Italian scientists suggest that placing rats into hibernation keep them from the effects of radiation. As a result, they believe the approach will also succeed on humans within 10 years. Over 150,000 cancer death in the UK every year majority results from the disease being widely spread in the body.
“Around 50 percent of cancer patients have advanced cancer. They have multiple metastases in the body. You cannot use surgery to remove cancer or do radiation in all the affected parts, or you will kill the patients trying to destroy cancer," Professor Marco Durante, of the National Institute of Nuclear Physics in Italy, said.
However, if patients are placed into artificial apathy (hibernation) cancer tumors' growth will be stopped.
Radio-resistance will also be increased to cure all the different metastases without killing the patient, he added.
As to the process of hibernation, the body temperature will be dropped from the normal 37⁰C to around 14⁰C. Patients then are placed in a cooled deep-sleep called synthetic torpor for almost seven days, The Sun reported.

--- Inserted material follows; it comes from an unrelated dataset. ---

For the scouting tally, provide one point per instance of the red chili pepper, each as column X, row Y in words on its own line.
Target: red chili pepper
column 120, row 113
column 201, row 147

Scientists believe that this sleeping stage also enhances the body’s competency to restore DNA injury. “You wake up the patients, and they are cured. That is our ambition.” Professor Durante told the American Association for the Advancement of Science meeting in Boston.
The experiments display hibernation decreases the toxicity of radiation by approximately 40 percent. According to Cancer Research UK, the effects of hibernation are difficult to predict. Some cautious trials in laboratory models should be done before the method is considered safe or effective.